That concept stands, but there’s growing evidence that the experienced may not be as “diminished” as we thought. 8th Wall reports that 80 percent of users of its AR activations had session lengths greater than one minute and 50 percent were greater than two minutes.
This involves web AR (8th Wall’s jam) that’s mostly through the rear-facing camera, but it’s representative of most rear-facing mobile AR so reported figures can be a decent benchmark for expected outcomes elsewhere. It also has a sample size of more than 5,000 web AR apps.
Figures like this are important to establish such benchmarks for AR performance. Moreover standard units like session lengths are important to assign value to engagement levels that advertisers can expect. Their biggest current aversion to AR is inclarity of effectiveness and ROI.
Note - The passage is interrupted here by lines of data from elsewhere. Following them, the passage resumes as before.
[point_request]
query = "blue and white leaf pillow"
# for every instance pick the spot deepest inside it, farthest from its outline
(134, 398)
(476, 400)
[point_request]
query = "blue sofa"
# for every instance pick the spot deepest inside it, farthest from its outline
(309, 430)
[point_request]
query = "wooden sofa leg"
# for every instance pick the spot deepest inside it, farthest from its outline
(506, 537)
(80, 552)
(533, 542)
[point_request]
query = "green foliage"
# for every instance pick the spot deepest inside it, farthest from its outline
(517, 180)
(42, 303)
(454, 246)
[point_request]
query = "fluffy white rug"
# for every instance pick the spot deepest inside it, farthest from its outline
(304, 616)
This brings up another question: What are the right metrics for AR engagement? The humble click-through-rate (CTR) survives to this day, despite its incongruence with many forms of mobile media. AR engagement around things like product try-ons won’t accurately be captured by CTRs.
“With immersive technology, everyone’s going to ask for the ROI,” said You Are Here Labs’ futurist Kathy Hackl at AWE. “Do we need to create new metrics… something like return on engagement or whatever that would translate to? There’s definitely going to be new metrics.”
One of those metrics that can capture greater dimensions of engagement is session lengths, which brings us back to the 8th Wall data. In a recent discussion with AR advertising innovator Poplar, we speculated on available metrics and agreed that session lengths are a good start.
Eventually, AR advertising and marketing will need more native and representative metrics. In addition to session lengths, that could include biometric sentiment analysis using computer vision (given that faces are sometimes in frame). And frequency of sessions is another basic indicator.
Ecommerce purchases that result from AR product try-ons are obviously a strong ROI signal that capture the full purchase funnel. But eCommerce represents about 11 percent of U.S. retail spending, so tracking “online to offline” purchases will also be valuable (not a new challenge).
Meanwhile, it’s valuable to see metrics for AR’s effectiveness such as the 8th Wall session length data. These proof points will continue to build and paint a larger mosaic of data that the advertising industry can use to build greater levels of confidence about where to place their chips.